Spark Scala - splitting string syntax issue

Question

i'm trying to split String in a DataFrame column using SparkSQL and Scala, and there seems to be a difference in the way the split condition is working the two

Using Scala,

This works -

val seq = Seq("12.1")
val df = seq.toDF("val")

Scala Code ->

val seq = Seq("12.1")
val df = seq.toDF("val")

val afterSplit = df2.withColumn("FirstPart", split($"val", "\\.")).select($"FirstPart".getItem(0).as("PartOne"))
afterSplit.show(false)

However, in Spark SQL when i use this, firstParkSQL shows a Blank.

df.registerTempTable("temp")
val s1 = sqlContext.sql("select split(val, '\\.')[0] as firstPartSQL from temp")

Instead, when i use this (separate condition represented as [.] instead of \. expected value shows up.

val s1 = sqlContext.sql("select split(val, '[.]')[0] as firstPartSQL from temp")

Any ideas why this is happening ?

Answer 1

When you use regex patterns in spark-sql with double quotes spark.sql("....."),it is considered as string within another string, so two things happen. Consider this

scala> val df = Seq("12.1").toDF("val")
df: org.apache.spark.sql.DataFrame = [val: string]
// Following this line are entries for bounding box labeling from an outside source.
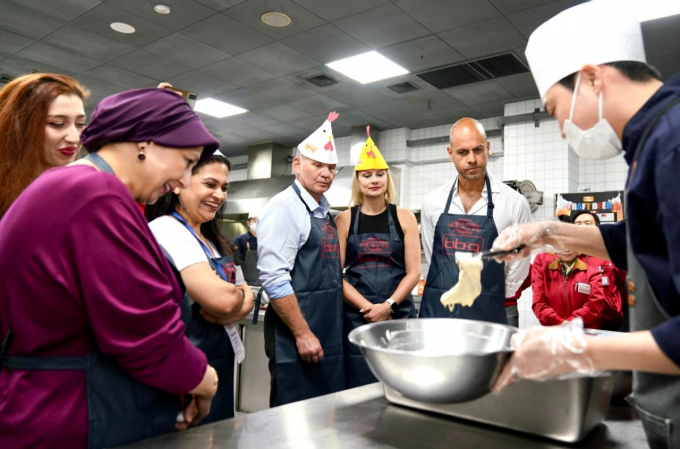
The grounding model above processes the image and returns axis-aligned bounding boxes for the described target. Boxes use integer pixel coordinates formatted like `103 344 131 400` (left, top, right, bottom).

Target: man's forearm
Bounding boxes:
269 294 311 337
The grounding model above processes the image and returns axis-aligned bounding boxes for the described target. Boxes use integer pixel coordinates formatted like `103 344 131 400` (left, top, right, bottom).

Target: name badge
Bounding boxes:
576 282 590 295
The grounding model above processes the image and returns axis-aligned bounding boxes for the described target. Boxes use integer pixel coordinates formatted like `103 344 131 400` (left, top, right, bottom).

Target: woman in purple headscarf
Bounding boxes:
0 89 226 449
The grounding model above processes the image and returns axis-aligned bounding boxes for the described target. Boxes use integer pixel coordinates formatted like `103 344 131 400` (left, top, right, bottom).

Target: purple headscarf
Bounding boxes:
80 88 220 160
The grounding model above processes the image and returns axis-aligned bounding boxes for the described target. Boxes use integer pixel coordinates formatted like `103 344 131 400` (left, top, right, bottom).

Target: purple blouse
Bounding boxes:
0 166 207 448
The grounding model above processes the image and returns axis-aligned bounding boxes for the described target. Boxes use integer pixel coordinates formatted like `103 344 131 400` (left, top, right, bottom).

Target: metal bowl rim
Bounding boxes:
348 318 519 359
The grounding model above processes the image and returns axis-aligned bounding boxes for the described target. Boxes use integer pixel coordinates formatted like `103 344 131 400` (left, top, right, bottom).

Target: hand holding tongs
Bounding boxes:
479 244 527 259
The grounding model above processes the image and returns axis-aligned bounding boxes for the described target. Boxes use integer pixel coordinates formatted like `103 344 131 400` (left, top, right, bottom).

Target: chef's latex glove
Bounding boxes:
493 220 564 262
493 317 597 392
359 302 392 323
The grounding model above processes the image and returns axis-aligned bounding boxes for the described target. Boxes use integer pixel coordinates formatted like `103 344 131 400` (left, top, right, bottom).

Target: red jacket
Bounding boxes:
579 256 626 330
531 254 607 329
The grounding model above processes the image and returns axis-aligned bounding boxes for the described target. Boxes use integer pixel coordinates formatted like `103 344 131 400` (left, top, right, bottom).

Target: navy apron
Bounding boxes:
264 184 345 407
172 212 236 425
343 206 416 388
418 175 508 324
0 153 189 449
626 96 680 449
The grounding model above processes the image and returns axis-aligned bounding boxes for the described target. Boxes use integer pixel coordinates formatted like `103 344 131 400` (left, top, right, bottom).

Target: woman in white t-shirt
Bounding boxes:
146 151 253 424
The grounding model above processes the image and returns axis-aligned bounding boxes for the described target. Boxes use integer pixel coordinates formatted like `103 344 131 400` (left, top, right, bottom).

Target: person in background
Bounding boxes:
257 112 345 407
494 0 680 448
0 89 218 449
572 210 627 331
335 128 420 388
531 247 607 329
232 212 260 286
0 73 90 219
419 118 531 326
146 151 253 424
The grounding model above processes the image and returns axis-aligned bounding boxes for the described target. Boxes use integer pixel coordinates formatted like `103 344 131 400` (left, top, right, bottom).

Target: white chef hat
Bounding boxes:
298 112 338 165
525 0 647 99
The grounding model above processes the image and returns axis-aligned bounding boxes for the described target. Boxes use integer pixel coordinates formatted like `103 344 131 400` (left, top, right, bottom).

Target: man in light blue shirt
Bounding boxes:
257 113 345 407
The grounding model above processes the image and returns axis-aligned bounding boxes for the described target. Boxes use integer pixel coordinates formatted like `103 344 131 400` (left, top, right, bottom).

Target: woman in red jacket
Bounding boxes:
531 247 606 329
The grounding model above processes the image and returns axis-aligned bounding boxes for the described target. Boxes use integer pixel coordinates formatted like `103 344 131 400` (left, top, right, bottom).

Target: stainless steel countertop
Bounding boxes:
117 384 647 449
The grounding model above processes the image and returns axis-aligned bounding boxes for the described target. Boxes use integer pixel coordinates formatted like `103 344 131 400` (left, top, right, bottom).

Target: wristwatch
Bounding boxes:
385 298 399 315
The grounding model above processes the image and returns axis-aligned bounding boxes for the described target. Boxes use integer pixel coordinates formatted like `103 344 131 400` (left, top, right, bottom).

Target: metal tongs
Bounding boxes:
479 244 527 260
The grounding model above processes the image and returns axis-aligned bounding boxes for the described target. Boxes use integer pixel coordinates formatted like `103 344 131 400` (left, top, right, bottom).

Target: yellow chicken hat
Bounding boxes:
354 126 390 171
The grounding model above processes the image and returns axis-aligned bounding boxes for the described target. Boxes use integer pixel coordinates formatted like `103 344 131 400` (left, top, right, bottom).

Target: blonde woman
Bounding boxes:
336 128 420 388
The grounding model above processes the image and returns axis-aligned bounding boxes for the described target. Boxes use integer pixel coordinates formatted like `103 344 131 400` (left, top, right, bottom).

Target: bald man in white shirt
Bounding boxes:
419 118 531 326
scala> df.withColumn("FirstPart", split($"val", "\\.")).select($"FirstPart".getItem(0).as("PartOne")).show
+-------+
|PartOne|
+-------+
|     12|
+-------+


scala> df.createOrReplaceTempView("temp")
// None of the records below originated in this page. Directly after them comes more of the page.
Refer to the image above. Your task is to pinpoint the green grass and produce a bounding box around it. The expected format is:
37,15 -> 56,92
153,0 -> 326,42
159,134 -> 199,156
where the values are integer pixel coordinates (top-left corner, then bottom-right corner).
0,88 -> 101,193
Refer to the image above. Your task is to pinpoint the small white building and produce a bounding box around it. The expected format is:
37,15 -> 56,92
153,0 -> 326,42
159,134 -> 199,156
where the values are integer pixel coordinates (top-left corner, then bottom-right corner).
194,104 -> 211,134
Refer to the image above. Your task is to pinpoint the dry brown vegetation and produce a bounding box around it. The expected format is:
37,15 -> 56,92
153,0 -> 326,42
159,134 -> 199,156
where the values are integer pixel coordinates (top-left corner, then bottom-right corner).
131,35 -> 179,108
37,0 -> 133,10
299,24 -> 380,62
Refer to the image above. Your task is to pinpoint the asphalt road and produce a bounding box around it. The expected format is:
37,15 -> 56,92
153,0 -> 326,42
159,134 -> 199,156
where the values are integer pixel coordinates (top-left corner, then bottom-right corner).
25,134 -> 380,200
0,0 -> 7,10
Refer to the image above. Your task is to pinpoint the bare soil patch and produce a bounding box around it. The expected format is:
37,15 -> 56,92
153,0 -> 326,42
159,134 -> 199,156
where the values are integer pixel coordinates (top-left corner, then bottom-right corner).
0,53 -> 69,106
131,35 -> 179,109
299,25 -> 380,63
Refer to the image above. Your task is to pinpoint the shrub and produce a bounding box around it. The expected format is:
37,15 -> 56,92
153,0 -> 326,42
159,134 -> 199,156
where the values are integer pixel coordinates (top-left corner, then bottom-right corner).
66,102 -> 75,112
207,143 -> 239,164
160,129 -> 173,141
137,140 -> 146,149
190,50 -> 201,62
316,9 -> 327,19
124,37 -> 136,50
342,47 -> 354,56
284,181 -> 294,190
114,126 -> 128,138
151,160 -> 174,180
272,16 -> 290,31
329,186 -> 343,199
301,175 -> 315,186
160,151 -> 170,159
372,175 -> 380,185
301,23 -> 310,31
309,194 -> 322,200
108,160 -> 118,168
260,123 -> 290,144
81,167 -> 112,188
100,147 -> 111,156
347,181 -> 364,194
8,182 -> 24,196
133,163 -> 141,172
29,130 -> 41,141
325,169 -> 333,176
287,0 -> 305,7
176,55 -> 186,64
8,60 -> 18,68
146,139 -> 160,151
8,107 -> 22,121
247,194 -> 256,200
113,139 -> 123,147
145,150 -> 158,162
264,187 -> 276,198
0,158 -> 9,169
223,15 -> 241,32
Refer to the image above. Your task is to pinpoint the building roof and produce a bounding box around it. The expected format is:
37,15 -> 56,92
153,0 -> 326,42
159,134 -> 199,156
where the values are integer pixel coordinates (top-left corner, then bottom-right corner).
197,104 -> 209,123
With df(), the regex-string for split is directly passed to the split string, so you just need to escape the backslash alone (\).

But when it comes to spark-sql, the pattern is first converted into string and then again passed as string to split() function, So you need to get \\. before you use that in the spark-sql

The way to get that is to add 2 more \

scala> "\\."
res12: String = \.

scala> "\\\\."
res13: String = \\.

scala>

If you just pass "\\." in the spark-sql, first it gets converted into \. and then to ".", which in regex context becomes (.) "any" character i.e split on any character, and since each character is adjacent to each other, you get an array of empty string. The length of the string "12.1" is four and also it matches the final boundary "$" of the string as well.. so upto split(val, '\.')[4], you'll get the empty string. When you issue split(val, '\.,')[5], you'll get null

To verify this, you can pass the same delimiter string "\\." to regex_replace() function and see what happens

scala> spark.sql("select split(val, '\\.')[0] as firstPartSQL, regexp_replace(val,'\\.','9') as reg_ex from temp").show
+------------+------+
|firstPartSQL|reg_ex|
+------------+------+
|            |  9999|
+------------+------+

scala> spark.sql("select split(val, '\\\\.')[0] as firstPartSQL, regexp_replace(val,'\\\\.','9') as reg_ex from temp").show
+------------+------+
|firstPartSQL|reg_ex|
+------------+------+
|          12|  1291|
+------------+------+


scala>

If you still want to use the same pattern between df and sql, then go with raw string i.e triple quotes.

scala> raw"\\."
res23: String = \\.

scala>

scala> spark.sql("""select split(val, '\\.')[0] as firstPartSQL, regexp_replace(val,'\\.','9') as reg_ex from temp""").show
+------------+------+
|firstPartSQL|reg_ex|
+------------+------+
|          12|  1291|
+------------+------+


scala> spark.sql("""select split(val, "\\.")[0] as firstPartSQL, regexp_replace(val,"\\.",'9') as reg_ex from temp""").show
+------------+------+
|firstPartSQL|reg_ex|
+------------+------+
|          12|  1291|
+------------+------+


scala>